No sooner had the President blamed 'professionals of violence' and 'a foreign group' for tricking Indian peasants into an uprising than news came that two pylons had been blown up in Puebla and Michoacan. The so-called Zapatista National Liberation Army (EZLN) said it had destroyed the pylons 'as part of our announced advance on Mexico City'.
The power lines were cut in Uruapan and Tehuacan, towns with large indigenous populations and serious poverty. 'Mexicans, carry out revolution, destroy a pylon,' said the EZLN statement faxed to Mexican newspapers. The attacks may have bveen carried out by other anti-government groups rather than the Zapatistas but they were a further psychological blow to Mr Salinas. In other incidents riot police cleared the stock exchange after a Zapatista bomb scare and airports declared maximum security alerts.
Despite press, radio and television coverage heavily weighted in favour of the government, the Chiapas insurgency was said to be finding a sympathetic response among poor Mexicans, Indians and mestizos, in the capital and elsewhere, perhaps because of the symbolism associated with Emiliano Zapata, the peasant revolutionary hero.
Mr Salinas told the nation: 'This is not an Indian uprising but the action of a violent armed group. It is an action against the national interest. This group is against Mexico.
'We are advancing firmly, although the situation continues to be delicate since the aggressors have continued to attack our soldiers. But they are going to fail.' For the first time he appeared to give some ground to the rebels by referring to a 'pardon'. The Zapatistas and Roman Catholic intermediaries have called for an amnesty. But Mr Salinas's reference was highly conditional. 'For those poverty-stricken (peasants) who participated after being tricked, or pressured, or out of desperation, we will seek fair treatment and consider a pardon,' he said. That was a long way from the sort of amnesty guarantee the rebel leaders are demanding.
The Mexican army, after mobilising thousands more soldiers, appeared poised for an offensive in some areas. Troops backed by light tanks moved in force to areas north-west of here, where guerrilla units were said to have moved closer to the Chiapas state capital, Tuxtla Gutierrez. A guerrilla attack on the heavily guarded town appeared impossible but the authorities were concerned about sabotage.

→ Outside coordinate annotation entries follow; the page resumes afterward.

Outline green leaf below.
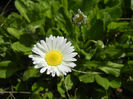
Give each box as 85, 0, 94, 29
0, 60, 11, 68
57, 80, 65, 97
0, 60, 21, 78
23, 67, 41, 81
65, 75, 73, 90
7, 28, 22, 39
95, 75, 110, 90
61, 0, 68, 11
15, 0, 30, 22
107, 22, 129, 32
29, 94, 42, 99
99, 61, 124, 77
32, 82, 44, 93
109, 79, 121, 88
12, 42, 31, 54
43, 91, 54, 99
131, 0, 133, 10
79, 74, 95, 83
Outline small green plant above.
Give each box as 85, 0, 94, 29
0, 0, 133, 99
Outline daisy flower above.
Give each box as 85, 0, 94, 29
73, 9, 87, 25
29, 35, 77, 77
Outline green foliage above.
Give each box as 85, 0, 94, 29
0, 0, 133, 99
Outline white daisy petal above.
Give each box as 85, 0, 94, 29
29, 35, 78, 77
40, 40, 49, 52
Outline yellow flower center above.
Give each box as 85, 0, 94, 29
76, 13, 83, 22
45, 50, 62, 66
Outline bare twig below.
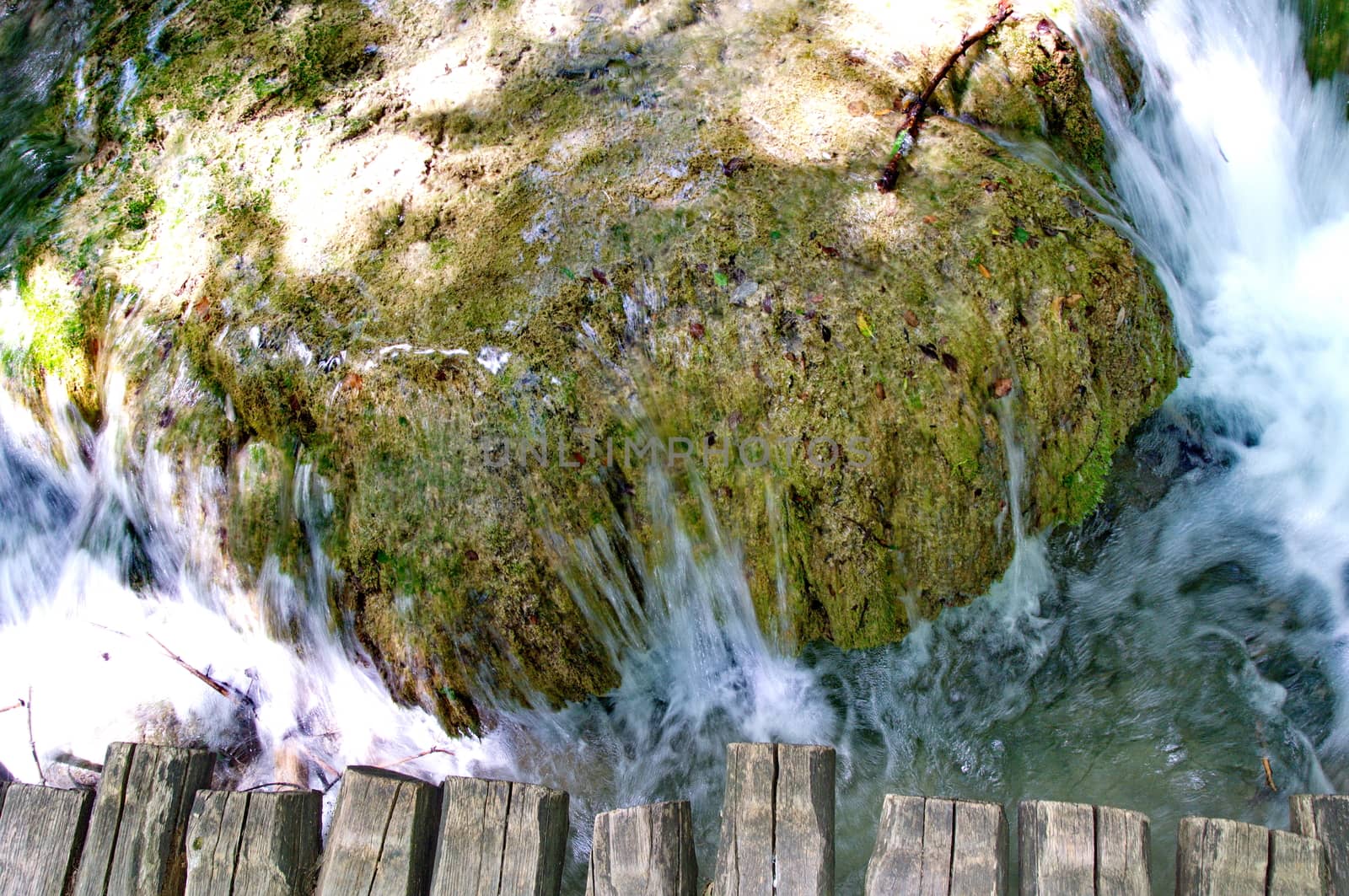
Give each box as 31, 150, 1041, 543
239, 781, 309, 793
384, 746, 454, 768
146, 631, 252, 708
1260, 756, 1279, 793
875, 0, 1012, 193
27, 687, 47, 784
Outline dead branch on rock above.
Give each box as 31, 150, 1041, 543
146, 631, 254, 711
239, 781, 309, 793
875, 0, 1012, 193
383, 746, 454, 768
25, 687, 47, 784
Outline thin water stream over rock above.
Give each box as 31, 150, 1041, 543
0, 0, 1349, 892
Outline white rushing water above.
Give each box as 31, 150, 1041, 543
0, 364, 502, 790
0, 0, 1349, 892
1095, 0, 1349, 752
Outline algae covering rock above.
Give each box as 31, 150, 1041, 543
15, 0, 1179, 725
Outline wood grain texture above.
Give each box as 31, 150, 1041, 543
76, 743, 216, 896
186, 791, 322, 896
1095, 806, 1152, 896
430, 777, 569, 896
1176, 817, 1270, 896
0, 784, 93, 896
432, 777, 510, 896
1017, 800, 1095, 896
1288, 793, 1349, 896
1266, 831, 1330, 896
712, 743, 834, 896
919, 799, 955, 896
585, 800, 697, 896
865, 793, 1008, 896
315, 765, 440, 896
773, 743, 834, 894
712, 743, 777, 896
951, 800, 1008, 896
863, 793, 927, 896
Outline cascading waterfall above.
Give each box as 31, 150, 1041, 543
0, 0, 1349, 892
0, 373, 502, 790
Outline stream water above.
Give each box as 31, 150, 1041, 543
0, 0, 1349, 892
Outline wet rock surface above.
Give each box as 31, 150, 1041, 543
15, 2, 1180, 725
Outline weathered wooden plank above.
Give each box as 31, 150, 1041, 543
0, 784, 93, 896
432, 777, 510, 896
76, 743, 216, 896
1176, 817, 1270, 896
187, 791, 322, 896
712, 743, 834, 896
1017, 800, 1095, 896
1288, 793, 1349, 896
919, 799, 955, 896
1095, 806, 1152, 896
1266, 831, 1330, 896
951, 800, 1008, 896
187, 791, 248, 896
585, 800, 697, 896
773, 743, 834, 893
865, 793, 927, 896
315, 765, 440, 896
430, 777, 569, 896
712, 743, 777, 896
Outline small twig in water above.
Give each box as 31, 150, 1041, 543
239, 781, 309, 793
1260, 756, 1279, 793
383, 746, 454, 768
875, 0, 1012, 193
27, 687, 47, 784
146, 631, 252, 708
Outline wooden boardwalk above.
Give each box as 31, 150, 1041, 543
0, 743, 1349, 896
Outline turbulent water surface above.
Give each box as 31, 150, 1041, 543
0, 0, 1349, 892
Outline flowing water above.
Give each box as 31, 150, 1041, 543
0, 0, 1349, 892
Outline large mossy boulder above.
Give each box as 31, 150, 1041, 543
18, 0, 1179, 725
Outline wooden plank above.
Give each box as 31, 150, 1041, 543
712, 743, 834, 896
315, 765, 440, 896
187, 791, 322, 896
1176, 818, 1270, 896
773, 743, 834, 894
430, 777, 569, 896
501, 783, 569, 896
1095, 806, 1152, 896
0, 784, 93, 896
712, 743, 777, 896
1266, 831, 1330, 896
187, 791, 248, 896
585, 800, 697, 896
1017, 800, 1095, 896
430, 777, 510, 896
76, 743, 216, 896
951, 800, 1008, 896
919, 799, 955, 896
1288, 793, 1349, 896
863, 793, 927, 896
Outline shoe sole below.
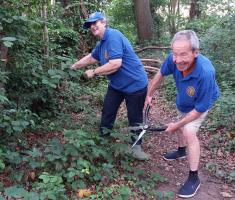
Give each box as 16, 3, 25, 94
178, 184, 201, 199
163, 156, 186, 161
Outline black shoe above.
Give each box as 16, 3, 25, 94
178, 179, 200, 198
163, 151, 186, 161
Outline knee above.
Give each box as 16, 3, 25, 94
183, 129, 198, 145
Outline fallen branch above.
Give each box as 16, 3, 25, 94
135, 46, 171, 53
144, 66, 159, 73
140, 58, 162, 64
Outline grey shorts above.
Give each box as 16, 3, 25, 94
178, 111, 208, 132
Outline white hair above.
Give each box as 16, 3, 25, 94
171, 30, 199, 50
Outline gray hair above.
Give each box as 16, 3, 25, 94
171, 30, 199, 51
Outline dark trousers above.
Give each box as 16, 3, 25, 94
100, 86, 147, 144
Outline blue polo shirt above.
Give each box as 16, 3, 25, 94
161, 54, 220, 113
91, 28, 148, 93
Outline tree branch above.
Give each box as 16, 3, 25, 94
135, 46, 171, 53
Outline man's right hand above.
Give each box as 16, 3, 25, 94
144, 96, 153, 109
70, 63, 76, 70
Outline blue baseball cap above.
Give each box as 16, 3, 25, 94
83, 12, 105, 29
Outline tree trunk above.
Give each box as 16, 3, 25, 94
134, 0, 153, 42
168, 0, 180, 36
42, 5, 49, 57
0, 32, 8, 68
189, 0, 201, 20
0, 32, 8, 108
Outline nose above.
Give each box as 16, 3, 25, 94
174, 56, 183, 63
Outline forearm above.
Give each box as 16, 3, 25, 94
72, 54, 97, 69
176, 109, 203, 128
95, 59, 122, 75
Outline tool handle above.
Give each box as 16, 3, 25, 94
143, 105, 150, 125
148, 125, 167, 131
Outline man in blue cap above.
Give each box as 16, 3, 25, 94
71, 12, 149, 160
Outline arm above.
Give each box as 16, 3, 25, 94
85, 59, 122, 78
145, 70, 164, 107
70, 54, 97, 69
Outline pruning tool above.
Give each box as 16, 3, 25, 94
130, 105, 167, 148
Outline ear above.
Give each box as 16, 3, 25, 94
194, 49, 200, 58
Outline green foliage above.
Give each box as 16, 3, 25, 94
106, 0, 137, 43
202, 14, 235, 151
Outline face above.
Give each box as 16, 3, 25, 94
172, 40, 198, 71
91, 20, 106, 38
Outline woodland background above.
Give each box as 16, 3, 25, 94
0, 0, 235, 200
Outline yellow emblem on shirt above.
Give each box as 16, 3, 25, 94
186, 86, 195, 97
104, 51, 109, 60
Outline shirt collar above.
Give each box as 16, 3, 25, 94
102, 28, 110, 40
184, 54, 202, 80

Security was stepped up in and around installations of the state petroleum company, Petroleos Mexicanos. In San Cristobal troops sealed off further areas of the town centre and prepared for action.
The Zapatistas were said to be still in control of one small town, Chanal, where they were refusing to allow civilians to leave. Most guerrillas have retreated into the hills and jungle east of here. A young man who said he had escaped from Chanal told reporters a policeman shot by the rebels on 1 January was still lying in a street on Thursday.
Reporters who reached what appeared to be a guerrilla base at Guadalupe Tepeyac earlier in the week, before the army cut most roads, said they saw 1,200 guerrillas, holding more than 90 hostages including the former governor of Chiapas, Absalon Castellanos. Guadalupe Tepeyac is deep in the jungle 15 miles from Guatemala in an area where the army rarely ventures.